I highly recommend this book to all young people and adults.



5 out of 5 stars Great Book!!   July 16, 2008
Great Service very quick. My daughter already read the book..and we are
ordering more by the same author...great summer reading



2 out of 5 stars Pointless   July 14, 2008
 2 out of 3 found this review helpful

Perhaps the Lifetime Movie was more eventful.

I chose to read this book for a University assignment, the point of the assignment was to find YA fiction to incorporate in the classroom.
Anyhoo, I didn't like the book at all. Thankfully I cheated and rented the book on DVD (it was unabridged) in the car during commute because I would have thrown the book against the wall SEVERAL times. Yes, the sbject matter is awful but it can not carry a novel completely, I guess the pivitol sub-plots was...uh how many scabs she'd pick off her lips.
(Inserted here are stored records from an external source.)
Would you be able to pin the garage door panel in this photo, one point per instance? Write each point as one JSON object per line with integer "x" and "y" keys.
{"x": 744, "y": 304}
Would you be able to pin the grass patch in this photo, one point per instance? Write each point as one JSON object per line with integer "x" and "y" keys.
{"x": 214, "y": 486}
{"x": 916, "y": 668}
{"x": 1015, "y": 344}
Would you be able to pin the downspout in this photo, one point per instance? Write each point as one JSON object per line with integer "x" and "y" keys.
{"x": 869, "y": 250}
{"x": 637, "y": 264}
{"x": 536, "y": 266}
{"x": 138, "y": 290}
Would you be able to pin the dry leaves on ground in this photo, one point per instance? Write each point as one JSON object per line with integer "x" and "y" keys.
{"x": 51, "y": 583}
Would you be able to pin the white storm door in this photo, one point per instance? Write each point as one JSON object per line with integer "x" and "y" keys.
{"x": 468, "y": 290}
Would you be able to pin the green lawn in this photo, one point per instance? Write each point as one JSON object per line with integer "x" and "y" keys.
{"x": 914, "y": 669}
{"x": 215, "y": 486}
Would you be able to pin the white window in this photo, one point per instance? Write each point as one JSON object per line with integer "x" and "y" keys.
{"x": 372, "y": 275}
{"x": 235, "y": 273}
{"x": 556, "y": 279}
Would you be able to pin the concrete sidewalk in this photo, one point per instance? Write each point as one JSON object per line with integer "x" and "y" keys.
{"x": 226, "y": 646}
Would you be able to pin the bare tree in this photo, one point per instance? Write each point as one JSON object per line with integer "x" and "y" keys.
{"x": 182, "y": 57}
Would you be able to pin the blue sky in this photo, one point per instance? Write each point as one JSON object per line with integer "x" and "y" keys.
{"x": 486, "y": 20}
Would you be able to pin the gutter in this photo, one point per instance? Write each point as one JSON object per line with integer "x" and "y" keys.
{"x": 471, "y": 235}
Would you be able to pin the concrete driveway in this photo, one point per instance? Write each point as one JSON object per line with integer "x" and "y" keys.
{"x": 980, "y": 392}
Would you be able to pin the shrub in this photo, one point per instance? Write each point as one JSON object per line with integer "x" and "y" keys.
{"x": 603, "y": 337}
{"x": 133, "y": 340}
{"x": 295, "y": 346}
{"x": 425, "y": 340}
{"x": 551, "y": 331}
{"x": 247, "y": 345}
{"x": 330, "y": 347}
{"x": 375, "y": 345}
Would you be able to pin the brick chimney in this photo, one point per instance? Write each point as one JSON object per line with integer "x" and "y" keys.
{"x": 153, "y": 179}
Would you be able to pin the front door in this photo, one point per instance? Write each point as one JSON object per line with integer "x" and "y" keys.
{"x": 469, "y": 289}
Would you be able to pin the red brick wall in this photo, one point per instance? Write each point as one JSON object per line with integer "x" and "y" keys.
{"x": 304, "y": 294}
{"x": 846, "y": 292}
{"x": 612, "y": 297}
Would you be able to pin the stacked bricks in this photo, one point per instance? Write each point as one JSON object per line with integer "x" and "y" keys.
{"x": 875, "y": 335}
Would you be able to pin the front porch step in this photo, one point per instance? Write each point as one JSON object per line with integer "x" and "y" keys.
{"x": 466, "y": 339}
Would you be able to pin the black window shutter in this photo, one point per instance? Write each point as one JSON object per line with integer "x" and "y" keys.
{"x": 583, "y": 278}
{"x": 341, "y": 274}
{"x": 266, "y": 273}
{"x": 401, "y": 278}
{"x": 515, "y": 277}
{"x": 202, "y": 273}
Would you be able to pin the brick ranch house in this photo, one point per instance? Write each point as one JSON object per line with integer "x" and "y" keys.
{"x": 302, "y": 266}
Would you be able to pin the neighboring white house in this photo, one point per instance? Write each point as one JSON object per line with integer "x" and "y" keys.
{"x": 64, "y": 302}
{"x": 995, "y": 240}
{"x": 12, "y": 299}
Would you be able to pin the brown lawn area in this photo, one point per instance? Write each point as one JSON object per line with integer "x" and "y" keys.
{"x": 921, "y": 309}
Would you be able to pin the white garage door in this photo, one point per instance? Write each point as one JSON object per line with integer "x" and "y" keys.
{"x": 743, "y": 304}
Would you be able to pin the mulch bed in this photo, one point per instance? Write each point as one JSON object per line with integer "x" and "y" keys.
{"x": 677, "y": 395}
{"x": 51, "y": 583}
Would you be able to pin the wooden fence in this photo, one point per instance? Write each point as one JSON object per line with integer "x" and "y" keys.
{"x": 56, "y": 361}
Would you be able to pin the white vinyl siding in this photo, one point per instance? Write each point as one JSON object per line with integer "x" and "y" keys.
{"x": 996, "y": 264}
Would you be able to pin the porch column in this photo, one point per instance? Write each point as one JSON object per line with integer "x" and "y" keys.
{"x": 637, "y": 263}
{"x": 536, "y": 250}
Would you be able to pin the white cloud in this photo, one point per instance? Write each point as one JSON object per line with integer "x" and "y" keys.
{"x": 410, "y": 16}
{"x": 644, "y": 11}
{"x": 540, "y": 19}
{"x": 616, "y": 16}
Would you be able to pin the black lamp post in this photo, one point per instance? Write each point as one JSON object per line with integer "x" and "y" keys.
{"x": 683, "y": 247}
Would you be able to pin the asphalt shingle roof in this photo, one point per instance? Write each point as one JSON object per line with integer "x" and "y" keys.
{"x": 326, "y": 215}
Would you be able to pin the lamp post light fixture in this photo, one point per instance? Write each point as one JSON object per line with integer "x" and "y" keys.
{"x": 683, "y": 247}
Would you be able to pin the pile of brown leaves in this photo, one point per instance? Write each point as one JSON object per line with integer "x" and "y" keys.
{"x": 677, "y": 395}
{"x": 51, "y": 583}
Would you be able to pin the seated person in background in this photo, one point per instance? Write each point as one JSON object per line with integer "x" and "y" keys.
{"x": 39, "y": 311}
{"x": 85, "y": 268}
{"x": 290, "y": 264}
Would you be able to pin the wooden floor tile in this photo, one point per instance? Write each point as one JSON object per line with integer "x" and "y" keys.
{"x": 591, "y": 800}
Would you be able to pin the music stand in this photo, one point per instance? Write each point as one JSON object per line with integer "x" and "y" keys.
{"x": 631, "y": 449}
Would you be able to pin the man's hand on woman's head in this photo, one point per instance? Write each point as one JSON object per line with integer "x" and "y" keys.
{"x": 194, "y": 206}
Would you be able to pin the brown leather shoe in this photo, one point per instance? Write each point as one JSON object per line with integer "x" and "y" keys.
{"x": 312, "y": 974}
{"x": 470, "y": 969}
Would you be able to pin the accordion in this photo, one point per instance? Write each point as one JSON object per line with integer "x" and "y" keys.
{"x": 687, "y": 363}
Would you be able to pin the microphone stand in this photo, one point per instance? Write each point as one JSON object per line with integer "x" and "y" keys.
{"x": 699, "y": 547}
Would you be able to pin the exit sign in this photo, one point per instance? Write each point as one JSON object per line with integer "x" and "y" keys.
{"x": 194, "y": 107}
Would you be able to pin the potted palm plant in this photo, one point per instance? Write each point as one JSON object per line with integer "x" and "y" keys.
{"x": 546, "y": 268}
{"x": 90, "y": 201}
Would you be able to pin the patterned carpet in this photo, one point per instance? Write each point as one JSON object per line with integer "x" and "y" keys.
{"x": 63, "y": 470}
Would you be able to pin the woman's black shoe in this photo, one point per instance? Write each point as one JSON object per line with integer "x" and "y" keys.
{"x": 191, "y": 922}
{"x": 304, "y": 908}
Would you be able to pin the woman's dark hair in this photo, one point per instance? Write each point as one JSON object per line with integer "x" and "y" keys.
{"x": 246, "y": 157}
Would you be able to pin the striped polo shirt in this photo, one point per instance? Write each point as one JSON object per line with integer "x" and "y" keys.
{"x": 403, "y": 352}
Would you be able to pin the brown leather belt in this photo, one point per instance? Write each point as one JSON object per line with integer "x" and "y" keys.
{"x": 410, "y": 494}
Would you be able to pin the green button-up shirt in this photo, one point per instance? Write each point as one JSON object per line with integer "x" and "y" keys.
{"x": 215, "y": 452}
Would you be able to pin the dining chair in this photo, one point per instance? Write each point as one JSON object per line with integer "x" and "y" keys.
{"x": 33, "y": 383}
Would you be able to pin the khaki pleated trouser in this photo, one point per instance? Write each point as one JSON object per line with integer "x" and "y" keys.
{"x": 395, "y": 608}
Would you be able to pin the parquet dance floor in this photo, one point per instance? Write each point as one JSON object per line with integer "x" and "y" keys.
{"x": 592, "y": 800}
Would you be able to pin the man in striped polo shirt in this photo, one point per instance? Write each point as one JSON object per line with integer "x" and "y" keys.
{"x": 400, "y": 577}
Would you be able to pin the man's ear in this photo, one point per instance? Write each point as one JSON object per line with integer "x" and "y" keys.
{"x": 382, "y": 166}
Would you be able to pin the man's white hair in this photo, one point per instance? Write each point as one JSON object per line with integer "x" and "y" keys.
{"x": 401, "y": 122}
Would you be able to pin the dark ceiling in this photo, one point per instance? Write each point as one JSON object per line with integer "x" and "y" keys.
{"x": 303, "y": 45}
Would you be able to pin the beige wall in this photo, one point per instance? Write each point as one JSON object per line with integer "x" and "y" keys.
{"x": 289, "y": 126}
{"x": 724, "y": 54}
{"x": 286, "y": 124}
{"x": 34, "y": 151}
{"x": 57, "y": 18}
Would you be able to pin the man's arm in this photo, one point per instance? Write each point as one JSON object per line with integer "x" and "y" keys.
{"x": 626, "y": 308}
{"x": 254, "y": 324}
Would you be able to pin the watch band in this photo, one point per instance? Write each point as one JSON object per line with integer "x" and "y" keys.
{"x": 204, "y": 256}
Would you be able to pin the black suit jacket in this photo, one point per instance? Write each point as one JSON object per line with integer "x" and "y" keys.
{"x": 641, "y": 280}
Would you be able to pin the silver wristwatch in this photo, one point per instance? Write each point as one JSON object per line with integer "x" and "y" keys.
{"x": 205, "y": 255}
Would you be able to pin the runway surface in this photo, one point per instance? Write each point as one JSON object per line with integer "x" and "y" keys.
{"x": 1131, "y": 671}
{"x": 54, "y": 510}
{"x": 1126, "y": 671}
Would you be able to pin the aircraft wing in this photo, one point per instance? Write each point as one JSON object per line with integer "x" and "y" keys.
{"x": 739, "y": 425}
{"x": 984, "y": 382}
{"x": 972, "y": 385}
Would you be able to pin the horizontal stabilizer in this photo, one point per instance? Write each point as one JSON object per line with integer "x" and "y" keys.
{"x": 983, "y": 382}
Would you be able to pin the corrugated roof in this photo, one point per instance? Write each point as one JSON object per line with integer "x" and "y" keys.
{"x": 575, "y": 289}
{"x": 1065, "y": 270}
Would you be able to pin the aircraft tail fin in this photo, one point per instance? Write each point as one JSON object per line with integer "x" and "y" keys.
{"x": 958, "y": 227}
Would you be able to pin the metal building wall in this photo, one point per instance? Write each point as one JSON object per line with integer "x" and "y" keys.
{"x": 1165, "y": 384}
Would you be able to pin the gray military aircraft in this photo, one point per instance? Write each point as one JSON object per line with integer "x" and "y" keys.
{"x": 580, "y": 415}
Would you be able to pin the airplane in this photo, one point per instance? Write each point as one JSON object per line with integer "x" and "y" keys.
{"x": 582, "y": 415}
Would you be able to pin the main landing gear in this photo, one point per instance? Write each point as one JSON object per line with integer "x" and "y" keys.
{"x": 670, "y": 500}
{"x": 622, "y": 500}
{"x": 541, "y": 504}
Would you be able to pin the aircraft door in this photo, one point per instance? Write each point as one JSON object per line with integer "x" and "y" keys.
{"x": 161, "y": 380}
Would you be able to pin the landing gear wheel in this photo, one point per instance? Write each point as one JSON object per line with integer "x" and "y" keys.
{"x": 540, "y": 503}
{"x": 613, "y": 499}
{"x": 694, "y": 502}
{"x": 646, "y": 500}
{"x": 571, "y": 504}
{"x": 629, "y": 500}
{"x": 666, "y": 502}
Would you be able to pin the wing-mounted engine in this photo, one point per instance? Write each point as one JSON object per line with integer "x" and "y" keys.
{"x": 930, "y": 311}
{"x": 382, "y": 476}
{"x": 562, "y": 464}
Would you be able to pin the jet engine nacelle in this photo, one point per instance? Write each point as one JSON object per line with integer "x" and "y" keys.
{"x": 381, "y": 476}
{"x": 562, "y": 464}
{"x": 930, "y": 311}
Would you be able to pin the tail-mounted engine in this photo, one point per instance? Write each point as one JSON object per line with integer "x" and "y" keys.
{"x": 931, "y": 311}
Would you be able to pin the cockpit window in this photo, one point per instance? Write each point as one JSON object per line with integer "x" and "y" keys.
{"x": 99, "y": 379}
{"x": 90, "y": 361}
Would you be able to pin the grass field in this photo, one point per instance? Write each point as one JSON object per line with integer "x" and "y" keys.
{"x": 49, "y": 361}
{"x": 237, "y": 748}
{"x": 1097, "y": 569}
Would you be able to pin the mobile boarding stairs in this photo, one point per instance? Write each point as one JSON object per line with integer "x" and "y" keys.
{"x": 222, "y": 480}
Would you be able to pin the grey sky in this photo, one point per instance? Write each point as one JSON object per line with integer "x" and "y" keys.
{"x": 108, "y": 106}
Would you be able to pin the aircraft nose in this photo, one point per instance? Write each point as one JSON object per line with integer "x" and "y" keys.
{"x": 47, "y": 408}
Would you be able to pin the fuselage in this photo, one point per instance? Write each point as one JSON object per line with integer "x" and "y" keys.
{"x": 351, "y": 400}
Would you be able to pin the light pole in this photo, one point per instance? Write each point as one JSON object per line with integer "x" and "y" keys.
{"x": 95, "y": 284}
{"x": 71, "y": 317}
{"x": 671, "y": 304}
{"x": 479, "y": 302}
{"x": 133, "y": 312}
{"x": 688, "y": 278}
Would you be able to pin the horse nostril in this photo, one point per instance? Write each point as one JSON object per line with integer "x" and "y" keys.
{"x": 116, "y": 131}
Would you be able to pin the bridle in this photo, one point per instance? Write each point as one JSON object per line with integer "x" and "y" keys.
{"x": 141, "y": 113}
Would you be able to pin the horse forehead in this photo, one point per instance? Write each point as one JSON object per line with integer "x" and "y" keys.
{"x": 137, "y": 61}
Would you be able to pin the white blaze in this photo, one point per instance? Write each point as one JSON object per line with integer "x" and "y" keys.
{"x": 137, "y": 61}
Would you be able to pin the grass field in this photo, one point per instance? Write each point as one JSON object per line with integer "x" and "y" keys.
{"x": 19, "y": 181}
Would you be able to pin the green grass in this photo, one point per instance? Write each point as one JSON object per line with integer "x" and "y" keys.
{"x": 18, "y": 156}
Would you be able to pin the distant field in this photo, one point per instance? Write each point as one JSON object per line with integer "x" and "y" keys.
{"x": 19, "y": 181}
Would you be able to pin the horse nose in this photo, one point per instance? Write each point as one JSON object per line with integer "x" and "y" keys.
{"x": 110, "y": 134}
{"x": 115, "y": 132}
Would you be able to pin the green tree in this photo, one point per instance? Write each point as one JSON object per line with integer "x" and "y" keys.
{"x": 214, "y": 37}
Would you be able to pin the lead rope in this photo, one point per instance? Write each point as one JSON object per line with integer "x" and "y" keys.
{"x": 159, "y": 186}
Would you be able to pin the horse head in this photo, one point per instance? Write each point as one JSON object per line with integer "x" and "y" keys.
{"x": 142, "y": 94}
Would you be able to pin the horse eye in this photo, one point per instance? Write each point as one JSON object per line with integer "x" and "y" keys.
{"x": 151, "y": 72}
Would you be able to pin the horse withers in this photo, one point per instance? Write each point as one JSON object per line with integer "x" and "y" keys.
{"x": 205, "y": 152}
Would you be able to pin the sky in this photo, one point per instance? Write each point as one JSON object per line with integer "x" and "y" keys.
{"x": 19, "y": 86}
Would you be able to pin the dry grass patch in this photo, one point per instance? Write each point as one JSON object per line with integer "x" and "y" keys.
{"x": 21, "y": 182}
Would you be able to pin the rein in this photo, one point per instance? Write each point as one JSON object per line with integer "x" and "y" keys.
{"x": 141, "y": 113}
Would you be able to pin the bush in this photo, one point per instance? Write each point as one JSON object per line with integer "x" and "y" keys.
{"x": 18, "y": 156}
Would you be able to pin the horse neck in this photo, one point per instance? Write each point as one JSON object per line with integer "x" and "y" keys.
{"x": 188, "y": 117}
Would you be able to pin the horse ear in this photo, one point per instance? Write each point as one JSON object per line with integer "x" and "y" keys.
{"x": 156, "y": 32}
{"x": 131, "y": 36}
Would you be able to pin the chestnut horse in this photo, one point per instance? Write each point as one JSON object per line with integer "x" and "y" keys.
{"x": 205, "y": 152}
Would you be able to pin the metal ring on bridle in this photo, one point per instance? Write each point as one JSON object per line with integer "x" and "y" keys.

Needless to say the story itself is bad, the characters are characiture stereotypes and not a single on of them was likeable--EVEN read aloud the characters were flat and one dimensional, the heroine had an inkling of likeability but it never shown through and by half way through the book I was screaming "tell someone already!" and praying the last handful of pages were blank filler pages. There was no suspense because by the second chapter you KNEW exactly want happened, nothing was revealed throughout, and I swear it was like the last ten pages where she actually grew as a character and confronted her tormenter. Sadly as an educator, I would not recommend this book, especially not to young adults (the target audience) because there was no point to the book.